I interrupted her right there. I'm pretty sure that my blood pressure increased a good ten points, I was so angry!
"It's got NOTHING to do with my liking or not liking someone. It's about my having ALL of the tools and resources available to me to manage this disease and keep this baby healthy! How is that not about me doing what's best for this baby??"
She acknowledged that she'd misstepped in saying that it had anything to do with my liking him or not (I frankly don't like or dislike the man, I just want to be able to trust and rely on the person in that position for crying out loud!!), but I saw the whole medical clique/politics thing come into play a few times afterward. She told me that she'd try to liase with the other clinic, which put me over the moon, but then told me that she'd 'talk to Eddie about it', that being the first name of the old Endo.
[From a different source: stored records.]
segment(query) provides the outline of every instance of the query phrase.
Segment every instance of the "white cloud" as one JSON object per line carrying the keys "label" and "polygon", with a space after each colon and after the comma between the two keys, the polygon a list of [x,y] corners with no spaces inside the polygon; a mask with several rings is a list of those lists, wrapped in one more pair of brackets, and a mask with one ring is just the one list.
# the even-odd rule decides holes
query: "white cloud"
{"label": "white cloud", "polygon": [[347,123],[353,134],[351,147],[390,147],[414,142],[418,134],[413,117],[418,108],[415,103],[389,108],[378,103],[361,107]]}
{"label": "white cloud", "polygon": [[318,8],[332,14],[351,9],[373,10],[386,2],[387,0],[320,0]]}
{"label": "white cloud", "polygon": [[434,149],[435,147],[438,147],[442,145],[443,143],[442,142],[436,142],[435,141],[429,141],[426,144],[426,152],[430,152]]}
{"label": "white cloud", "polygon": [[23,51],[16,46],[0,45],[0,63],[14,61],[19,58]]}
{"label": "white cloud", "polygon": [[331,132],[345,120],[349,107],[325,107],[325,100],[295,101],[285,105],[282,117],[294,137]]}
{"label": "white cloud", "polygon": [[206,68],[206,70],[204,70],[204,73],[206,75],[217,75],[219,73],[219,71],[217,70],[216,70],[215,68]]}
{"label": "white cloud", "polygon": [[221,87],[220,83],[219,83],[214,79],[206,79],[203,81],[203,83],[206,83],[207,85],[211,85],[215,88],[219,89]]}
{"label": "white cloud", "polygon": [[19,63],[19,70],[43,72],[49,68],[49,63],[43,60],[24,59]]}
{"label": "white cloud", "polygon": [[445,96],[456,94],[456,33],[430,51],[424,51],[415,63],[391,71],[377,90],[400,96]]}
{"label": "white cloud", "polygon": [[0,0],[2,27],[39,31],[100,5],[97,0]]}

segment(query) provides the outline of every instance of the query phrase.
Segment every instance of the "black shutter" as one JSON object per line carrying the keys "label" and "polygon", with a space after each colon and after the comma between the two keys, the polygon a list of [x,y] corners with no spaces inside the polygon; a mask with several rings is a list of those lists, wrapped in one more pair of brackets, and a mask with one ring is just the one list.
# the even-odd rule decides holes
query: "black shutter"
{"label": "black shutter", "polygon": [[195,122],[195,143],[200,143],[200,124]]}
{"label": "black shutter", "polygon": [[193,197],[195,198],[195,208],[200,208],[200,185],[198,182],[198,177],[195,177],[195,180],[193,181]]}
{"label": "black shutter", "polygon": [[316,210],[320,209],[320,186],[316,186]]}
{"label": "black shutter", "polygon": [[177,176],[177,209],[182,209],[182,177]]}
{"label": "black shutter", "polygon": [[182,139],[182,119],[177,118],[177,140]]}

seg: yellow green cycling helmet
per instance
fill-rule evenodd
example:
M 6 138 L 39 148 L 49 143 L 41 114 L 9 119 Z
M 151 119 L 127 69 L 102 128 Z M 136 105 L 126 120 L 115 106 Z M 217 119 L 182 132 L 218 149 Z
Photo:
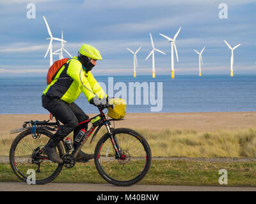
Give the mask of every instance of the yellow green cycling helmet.
M 83 55 L 93 59 L 102 60 L 100 52 L 95 47 L 90 45 L 83 45 L 79 52 Z

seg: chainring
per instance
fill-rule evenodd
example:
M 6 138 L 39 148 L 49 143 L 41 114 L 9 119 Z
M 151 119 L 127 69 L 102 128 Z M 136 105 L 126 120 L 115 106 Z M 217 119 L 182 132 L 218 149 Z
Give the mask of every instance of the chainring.
M 61 159 L 63 160 L 63 166 L 67 168 L 71 168 L 76 164 L 75 157 L 68 153 L 63 154 Z

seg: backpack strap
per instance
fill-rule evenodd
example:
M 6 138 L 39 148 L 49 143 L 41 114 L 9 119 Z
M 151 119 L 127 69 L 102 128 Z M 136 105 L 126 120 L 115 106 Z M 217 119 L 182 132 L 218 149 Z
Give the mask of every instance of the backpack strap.
M 67 61 L 67 62 L 68 61 L 69 61 L 70 59 L 72 59 L 72 58 L 69 58 L 69 59 Z M 68 66 L 68 64 L 69 64 L 70 62 L 70 61 L 69 61 L 68 62 L 65 62 L 63 66 L 61 66 L 61 67 L 63 67 L 63 66 L 65 66 L 65 69 L 66 69 L 66 68 L 67 68 L 67 66 Z M 57 75 L 58 73 L 59 72 L 59 71 L 60 71 L 60 68 L 61 68 L 61 67 L 60 67 L 60 69 L 59 69 L 59 70 L 58 70 L 58 71 L 55 73 L 55 74 L 52 76 L 52 80 L 55 80 L 55 79 L 59 79 L 59 78 L 61 78 L 61 79 L 68 79 L 68 78 L 69 78 L 69 77 L 58 77 L 58 78 L 55 78 L 56 76 Z

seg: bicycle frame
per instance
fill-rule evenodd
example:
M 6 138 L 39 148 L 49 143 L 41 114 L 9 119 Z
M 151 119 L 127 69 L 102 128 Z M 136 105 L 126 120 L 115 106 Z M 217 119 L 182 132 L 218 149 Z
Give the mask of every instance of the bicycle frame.
M 115 149 L 115 151 L 116 152 L 116 157 L 121 158 L 121 150 L 119 147 L 118 143 L 117 142 L 117 140 L 115 138 L 115 135 L 113 135 L 113 128 L 111 126 L 111 124 L 110 121 L 113 121 L 113 120 L 122 120 L 121 119 L 109 119 L 107 120 L 106 119 L 105 114 L 103 113 L 103 109 L 99 108 L 99 110 L 100 112 L 100 114 L 98 115 L 100 117 L 100 118 L 102 119 L 102 122 L 98 126 L 95 126 L 93 124 L 92 124 L 92 127 L 90 128 L 88 131 L 86 131 L 85 135 L 83 136 L 83 137 L 81 138 L 80 142 L 77 144 L 77 147 L 76 149 L 74 149 L 72 152 L 71 155 L 74 157 L 76 157 L 77 154 L 79 152 L 79 150 L 81 149 L 83 147 L 83 145 L 84 143 L 87 141 L 88 138 L 89 136 L 92 134 L 93 131 L 96 129 L 96 131 L 95 131 L 92 137 L 90 143 L 92 143 L 92 140 L 96 136 L 97 133 L 99 131 L 99 129 L 103 126 L 103 125 L 105 125 L 107 130 L 108 130 L 108 134 L 110 135 L 111 136 L 111 141 L 113 144 L 113 148 Z M 52 115 L 50 114 L 50 119 L 52 119 Z M 78 125 L 81 125 L 84 122 L 90 122 L 92 119 L 90 119 L 88 120 L 83 121 L 80 123 L 78 124 Z M 56 119 L 56 122 L 49 122 L 49 120 L 46 121 L 26 121 L 24 122 L 24 124 L 22 125 L 23 128 L 19 128 L 17 129 L 15 129 L 12 131 L 12 133 L 18 133 L 18 132 L 22 132 L 22 131 L 26 129 L 31 129 L 31 134 L 32 136 L 33 136 L 33 129 L 35 128 L 35 126 L 36 126 L 36 128 L 37 129 L 46 129 L 47 130 L 51 131 L 57 131 L 59 127 L 60 126 L 60 121 Z M 27 127 L 27 126 L 29 127 Z M 97 128 L 96 128 L 97 127 Z M 65 145 L 65 140 L 63 139 L 61 140 L 63 142 L 63 146 L 65 148 L 65 150 L 66 153 L 68 153 L 68 150 L 67 149 L 66 145 Z M 47 159 L 47 158 L 44 158 L 44 159 Z
M 111 136 L 111 140 L 113 144 L 113 146 L 114 147 L 114 149 L 116 152 L 116 155 L 118 156 L 118 157 L 120 157 L 121 156 L 121 153 L 120 153 L 120 148 L 119 147 L 118 143 L 115 137 L 115 136 L 113 135 L 113 127 L 111 126 L 111 120 L 116 120 L 115 119 L 110 119 L 110 120 L 107 120 L 106 119 L 106 116 L 105 114 L 103 113 L 102 110 L 100 108 L 99 108 L 99 111 L 100 111 L 100 114 L 99 115 L 100 116 L 101 119 L 103 120 L 103 122 L 101 124 L 100 124 L 98 127 L 96 129 L 96 131 L 94 133 L 94 135 L 93 135 L 91 142 L 90 143 L 92 143 L 92 140 L 93 139 L 93 138 L 95 136 L 95 135 L 97 135 L 97 133 L 98 133 L 99 130 L 101 128 L 101 127 L 103 125 L 105 125 L 107 130 L 108 130 L 108 134 L 110 135 Z M 82 124 L 84 122 L 88 122 L 91 121 L 91 119 L 88 119 L 86 120 L 85 121 L 81 122 L 80 122 L 78 125 Z M 89 138 L 89 136 L 92 135 L 92 133 L 93 132 L 93 131 L 95 130 L 95 129 L 96 128 L 97 126 L 95 126 L 93 124 L 92 126 L 92 127 L 90 128 L 90 129 L 86 131 L 86 133 L 85 133 L 85 135 L 84 135 L 84 136 L 82 138 L 82 139 L 81 140 L 81 142 L 79 142 L 79 143 L 78 144 L 78 145 L 77 146 L 77 148 L 76 149 L 74 149 L 71 155 L 73 156 L 74 157 L 76 157 L 77 154 L 78 154 L 78 152 L 79 152 L 79 150 L 81 149 L 81 148 L 83 147 L 83 145 L 84 144 L 84 143 L 86 142 L 87 139 Z M 66 150 L 67 151 L 67 150 Z

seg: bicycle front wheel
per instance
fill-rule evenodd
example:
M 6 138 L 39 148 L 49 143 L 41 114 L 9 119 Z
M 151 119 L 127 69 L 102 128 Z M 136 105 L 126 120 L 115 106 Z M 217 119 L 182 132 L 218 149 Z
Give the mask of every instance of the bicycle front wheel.
M 52 133 L 45 129 L 36 129 L 36 137 L 33 137 L 31 129 L 28 129 L 16 137 L 10 150 L 10 164 L 14 173 L 22 181 L 45 184 L 59 175 L 63 164 L 52 162 L 40 151 L 52 136 Z M 63 154 L 63 150 L 60 144 L 57 150 L 60 156 Z
M 151 163 L 151 150 L 146 140 L 127 128 L 113 130 L 113 136 L 121 149 L 116 156 L 111 138 L 108 133 L 97 143 L 94 161 L 99 174 L 107 182 L 122 186 L 134 184 L 148 172 Z

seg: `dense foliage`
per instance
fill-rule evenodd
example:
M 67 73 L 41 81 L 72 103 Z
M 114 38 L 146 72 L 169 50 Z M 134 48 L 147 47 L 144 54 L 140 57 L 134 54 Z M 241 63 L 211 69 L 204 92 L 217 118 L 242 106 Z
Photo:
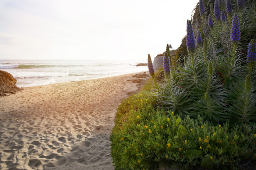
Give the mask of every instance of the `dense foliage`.
M 152 95 L 133 95 L 118 107 L 110 137 L 115 169 L 198 165 L 210 169 L 243 169 L 245 161 L 256 159 L 255 125 L 229 130 L 227 124 L 213 126 L 200 117 L 181 119 L 176 113 L 153 107 Z
M 151 91 L 118 107 L 116 169 L 244 169 L 256 162 L 256 1 L 199 2 L 179 59 L 166 54 Z

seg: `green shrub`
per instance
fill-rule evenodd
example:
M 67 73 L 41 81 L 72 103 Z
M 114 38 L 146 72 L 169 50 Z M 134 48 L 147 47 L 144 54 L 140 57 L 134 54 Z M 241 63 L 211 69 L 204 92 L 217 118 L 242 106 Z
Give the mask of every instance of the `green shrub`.
M 155 109 L 149 92 L 124 99 L 118 106 L 110 140 L 117 170 L 155 170 L 201 165 L 209 169 L 242 169 L 256 160 L 256 125 L 229 129 Z

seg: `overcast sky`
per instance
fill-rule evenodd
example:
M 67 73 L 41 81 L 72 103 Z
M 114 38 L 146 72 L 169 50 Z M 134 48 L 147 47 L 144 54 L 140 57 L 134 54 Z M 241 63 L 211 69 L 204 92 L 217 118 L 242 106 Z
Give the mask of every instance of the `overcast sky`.
M 0 59 L 133 59 L 173 49 L 199 0 L 1 0 Z

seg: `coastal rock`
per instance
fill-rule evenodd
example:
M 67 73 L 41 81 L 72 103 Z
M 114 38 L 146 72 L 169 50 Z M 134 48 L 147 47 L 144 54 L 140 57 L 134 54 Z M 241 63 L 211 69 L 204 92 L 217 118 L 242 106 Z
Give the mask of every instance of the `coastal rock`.
M 0 70 L 0 96 L 6 96 L 5 93 L 14 94 L 22 89 L 15 84 L 17 80 L 10 73 Z

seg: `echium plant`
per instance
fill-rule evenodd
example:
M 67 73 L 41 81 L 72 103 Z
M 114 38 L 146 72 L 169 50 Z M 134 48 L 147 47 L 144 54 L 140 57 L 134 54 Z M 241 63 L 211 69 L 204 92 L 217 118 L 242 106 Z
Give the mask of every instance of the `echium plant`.
M 230 0 L 227 0 L 226 7 L 227 7 L 227 13 L 228 15 L 231 15 L 232 12 L 232 5 L 231 4 Z
M 208 26 L 210 28 L 212 28 L 213 26 L 213 23 L 210 14 L 208 16 Z
M 154 71 L 153 68 L 153 64 L 152 64 L 151 57 L 149 54 L 147 56 L 147 67 L 149 68 L 149 71 L 150 75 L 153 78 L 154 78 Z
M 226 21 L 226 16 L 224 11 L 221 11 L 221 21 L 223 22 Z
M 170 64 L 170 66 L 171 65 L 172 62 L 171 61 L 171 54 L 170 53 L 170 49 L 169 48 L 169 44 L 168 44 L 166 45 L 166 52 L 167 52 L 167 54 L 168 55 L 167 56 L 169 58 L 169 62 Z
M 214 16 L 217 21 L 220 20 L 220 14 L 218 4 L 218 0 L 215 0 L 214 4 Z
M 240 40 L 240 31 L 239 26 L 239 18 L 237 14 L 235 14 L 233 16 L 230 38 L 233 44 L 238 42 Z
M 202 41 L 201 40 L 201 33 L 200 33 L 200 30 L 198 30 L 197 32 L 197 36 L 196 36 L 196 42 L 198 43 L 198 45 L 199 46 L 200 46 L 200 44 Z
M 170 75 L 171 72 L 170 70 L 170 66 L 169 63 L 169 58 L 166 56 L 167 54 L 164 54 L 163 60 L 163 66 L 164 67 L 164 75 L 166 77 L 168 77 Z
M 247 62 L 254 62 L 256 59 L 256 43 L 254 40 L 252 39 L 248 45 L 247 51 Z
M 237 8 L 238 10 L 242 10 L 245 5 L 245 0 L 237 0 Z
M 201 16 L 205 15 L 205 6 L 203 5 L 203 0 L 200 0 L 199 1 L 199 11 Z
M 191 21 L 189 21 L 187 24 L 186 45 L 188 50 L 191 52 L 195 51 L 195 42 Z

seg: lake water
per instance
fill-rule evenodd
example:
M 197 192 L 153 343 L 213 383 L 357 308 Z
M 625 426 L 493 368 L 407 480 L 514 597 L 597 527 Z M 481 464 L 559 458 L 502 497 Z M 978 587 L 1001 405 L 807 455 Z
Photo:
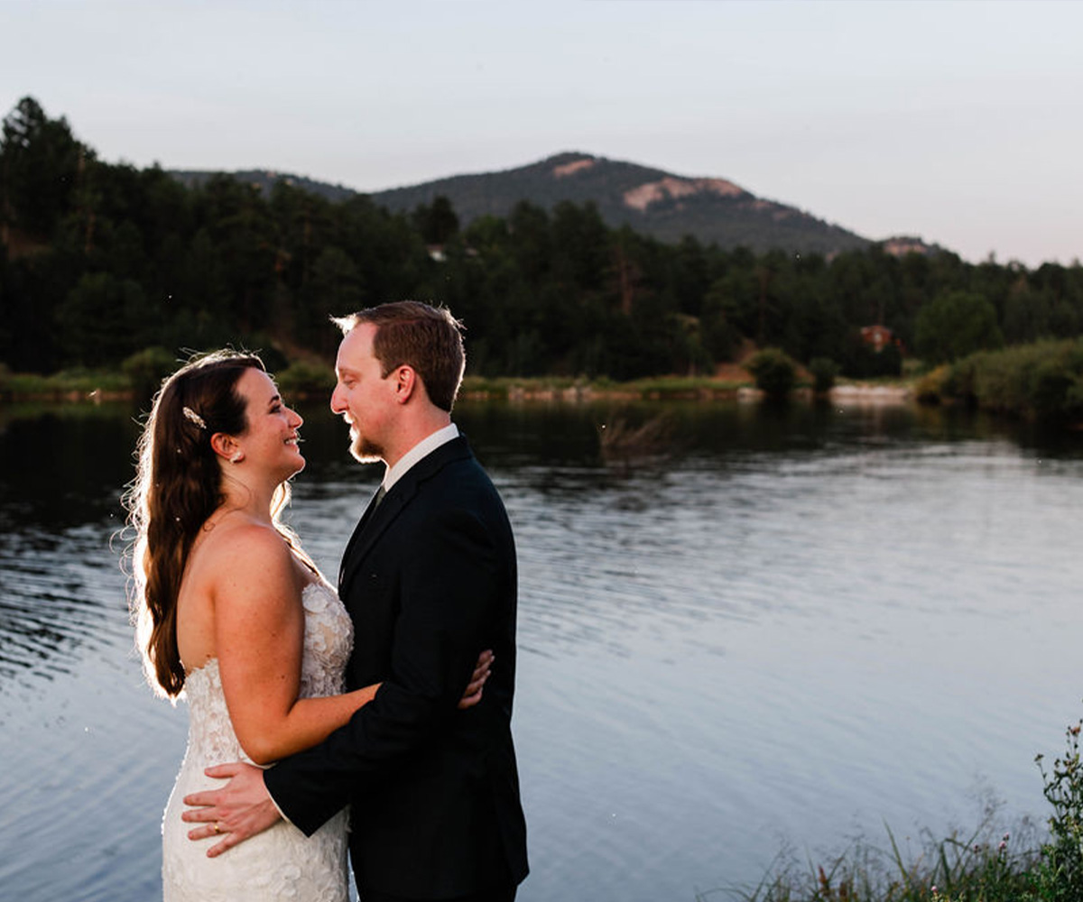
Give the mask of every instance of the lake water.
M 290 522 L 329 573 L 379 473 L 302 408 Z M 664 415 L 662 454 L 602 427 Z M 0 887 L 159 892 L 186 711 L 131 650 L 127 407 L 0 408 Z M 519 898 L 688 900 L 783 849 L 1046 816 L 1083 714 L 1083 436 L 960 411 L 462 403 L 517 532 Z

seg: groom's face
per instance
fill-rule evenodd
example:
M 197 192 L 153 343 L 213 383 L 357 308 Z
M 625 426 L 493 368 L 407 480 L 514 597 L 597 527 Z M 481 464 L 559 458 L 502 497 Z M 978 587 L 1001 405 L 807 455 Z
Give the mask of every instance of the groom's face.
M 373 356 L 376 326 L 362 323 L 339 344 L 335 372 L 338 381 L 331 393 L 331 410 L 350 424 L 350 454 L 362 463 L 382 460 L 386 436 L 396 411 L 394 380 L 380 375 L 380 362 Z

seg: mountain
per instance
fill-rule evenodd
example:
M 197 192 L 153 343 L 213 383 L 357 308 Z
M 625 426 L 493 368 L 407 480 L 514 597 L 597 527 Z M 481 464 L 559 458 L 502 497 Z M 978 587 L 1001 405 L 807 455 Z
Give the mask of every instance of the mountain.
M 503 172 L 455 175 L 410 187 L 376 192 L 391 210 L 413 210 L 444 195 L 466 223 L 486 214 L 506 217 L 519 200 L 552 208 L 561 200 L 592 201 L 612 226 L 629 225 L 664 241 L 694 235 L 720 247 L 757 251 L 832 251 L 871 241 L 794 207 L 758 198 L 726 179 L 674 175 L 632 162 L 564 153 Z
M 212 173 L 174 171 L 172 174 L 192 186 L 205 182 Z M 334 201 L 356 194 L 342 185 L 269 170 L 231 174 L 264 192 L 284 179 Z M 872 244 L 795 207 L 756 197 L 726 179 L 686 178 L 582 153 L 558 154 L 500 172 L 454 175 L 375 192 L 369 197 L 393 211 L 408 212 L 418 205 L 431 204 L 440 195 L 452 201 L 464 225 L 479 217 L 507 217 L 520 200 L 546 209 L 570 200 L 579 205 L 592 202 L 609 225 L 628 225 L 663 241 L 675 243 L 693 235 L 704 244 L 725 248 L 744 245 L 755 251 L 779 248 L 820 253 Z

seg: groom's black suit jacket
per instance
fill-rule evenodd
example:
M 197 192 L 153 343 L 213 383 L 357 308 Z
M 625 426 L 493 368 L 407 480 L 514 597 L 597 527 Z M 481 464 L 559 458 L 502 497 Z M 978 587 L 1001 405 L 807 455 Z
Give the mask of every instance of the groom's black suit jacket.
M 516 549 L 504 504 L 464 436 L 412 467 L 357 524 L 339 573 L 354 624 L 348 687 L 376 698 L 266 774 L 312 834 L 352 805 L 357 885 L 448 899 L 526 876 L 511 742 Z M 482 649 L 482 701 L 456 705 Z

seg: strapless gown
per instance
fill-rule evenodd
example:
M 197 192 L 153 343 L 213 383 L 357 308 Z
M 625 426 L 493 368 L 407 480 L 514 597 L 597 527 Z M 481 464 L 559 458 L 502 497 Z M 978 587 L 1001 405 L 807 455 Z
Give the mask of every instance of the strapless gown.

Le sigh. I appreciate and respect that the man is well known in the area for his research and for being a part of the Edmonton Protocol, but that means nothing to my immediate situation if the assistance that I need hasn't been there!!!! Jeesh. So I ignored it and just addressed what I NEEDED from that visit, and I got suggestions. She was willing to compromise with me, showed understanding when I explained why, in my mind, loosening up control of my blood sugars was not an acceptable trade-off for not gaining any more weight. The communication was fantastic, in spite of the little hitches we had, and I did leave feeling 90% satisfied with the visit.
And they booked me for an appointment in two weeks. Freaking awesome. At the next appointment I'll see the Endo who originally put me on the pump, which I'm looking forward to, along with the CDE and dietician again.
And then I guess all I can do is continue to be an advocate for myself and my baby and the level of care that we require, and hope for the best. I wouldn't be the least bit surprised if my file had been labelled with some big red sticker, letting everyone know that I'm a troublemaking upstart and a difficult patient... and I'm okay with that. So long as it gets me the level of care that I'm entitled to, I'll continue to fight the status quo.
Otherwise, I might as well just manage it all myself. And wouldn't that be a shame?? Because nobody should have to fight the system in order to access the resources available... and you know what? I shouldn't be judged for being willing to do that, either.